Una volta arrivato in Italia è stato a Roma per alcune settimane, poi ha trascorso qualche mese nel Centro di Accoglienza Straordinaria di Perugia e infine a maggio è stato accolto in Toscana, a Tavarnuzze, in una struttura di Villa Monticini che fa parte della rete Sai-Sistema Accoglienza Integrazione, gestita dalla Fondazione Solidarietà Caritas Onlus di Firenze. Nel suo Paese, pur essendo giovanissimo, si era già costruito un’importante carriera: aveva collaborato con l'associazione Bamiyan Culture and Art House, lavorato con molti gruppi artistici nazionali e internazionali, e anche con l'Afghan Film Directorate, che è un dipartimento del governo. Aveva portato anche in scena le leggende tradizionali afghane, un patrimonio culturale tramandato solo oralmente, e dopo essersi trasferito a Kabul ha collaborato con Aga Khan Foundation Afghanistan. Ha vinto numerosi premi e non solo nel suo Paese, ma proprio per quel suo lavoro, per i temi trattati e per la sua appartenenza a una minoranza etnica, non appena i talebani sono saliti al potere, è stato costretto a fuggire: era l'estate del 2021. Quando era arrivato a Firenze, Arif Takveen non conosceva una parola di italiano, mentre ora lo comprende e continua a studiarlo giorno e notte. Vorrebbe continuare a lavorare anche qui da noi nel mondo del cinema, della fotografia e del teatro, spera di trovare al più presto un impiego che gli consenta di uscire dalla struttura Sai e crearsi una nuova vita e costruirsi un futuro. Da parte loro, gli operatori di Fondazione Solidarietà Caritas lo stanno aiutando a trovare anche in Italia la sua strada. E recentemente gli è stata anche data la possibilità di farsi conoscere raccontando il suo Afghanistan, quello che si porta nel cuore, fatto di donne e uomini e di paesaggi unici. Lo ha fatto a Firenze, a Casa Corelli, dove ha presentato un suo reportage fotografico e due documentari nella serata “Raccontando Arif... percorsi di libertà artistica nell’oppressione”, promossa da Fondazione Solidarietà Caritas Onlus, Comune di Firenze e Sai.
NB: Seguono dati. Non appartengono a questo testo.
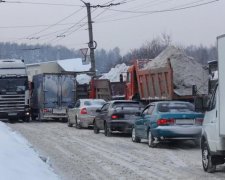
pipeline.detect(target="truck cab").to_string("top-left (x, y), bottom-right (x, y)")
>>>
top-left (201, 35), bottom-right (225, 173)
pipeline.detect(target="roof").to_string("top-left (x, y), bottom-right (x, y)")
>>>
top-left (27, 58), bottom-right (91, 72)
top-left (57, 58), bottom-right (91, 72)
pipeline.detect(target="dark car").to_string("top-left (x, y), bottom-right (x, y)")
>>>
top-left (132, 101), bottom-right (204, 147)
top-left (93, 100), bottom-right (142, 136)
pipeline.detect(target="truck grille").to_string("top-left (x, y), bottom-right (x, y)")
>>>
top-left (0, 94), bottom-right (25, 113)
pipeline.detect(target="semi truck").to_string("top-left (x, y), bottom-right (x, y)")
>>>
top-left (0, 59), bottom-right (30, 122)
top-left (125, 48), bottom-right (208, 102)
top-left (201, 35), bottom-right (225, 173)
top-left (31, 73), bottom-right (76, 121)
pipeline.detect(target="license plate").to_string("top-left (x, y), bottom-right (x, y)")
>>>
top-left (53, 109), bottom-right (66, 114)
top-left (176, 119), bottom-right (194, 125)
top-left (8, 113), bottom-right (17, 116)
afghanistan condizione femminile

Il videomaker racconta, dall'Italia, il suo Paese, attraverso il linguaggio universale dell'arte

“L'obiettivo del Sistema Accoglienza Integrazione - afferma Vincenzo Lucchetti, presidente della Fondazione Solidarietà Caritas - è il raggiungimento dell’autonomia individuale dei beneficiari accolti, intesa come una loro effettiva emancipazione dal bisogno di ricevere assistenza. Ogni ospite viene assistito da un'equipe multidisciplinare, e segue un percorso personalizzato, diventando protagonista attivo del proprio progetto di accoglienza e di inclusione sociale”. “Non era più l'Afghanistan che conoscevo – racconta Arif -. Quando i talebani sono arrivati a Bamiyan ero lì per attività teatrali e ho visto con i miei occhi quando hanno sparato ai Buddha. Era impossibile abituarmi a vedere giovani di 16 anni girare armati di fucile e compiere reati in nome della religione: i talebani conoscono solo la lingua della violenza, non il dialogo”. Subito dopo la presa del potere, i Talebani hanno fatto piombare la scure sui diritti delle donne afghane, azzerando le loro libertà e quelle di chi, come Arif, aveva dalla sua l’arma più potente del mondo: l’arte.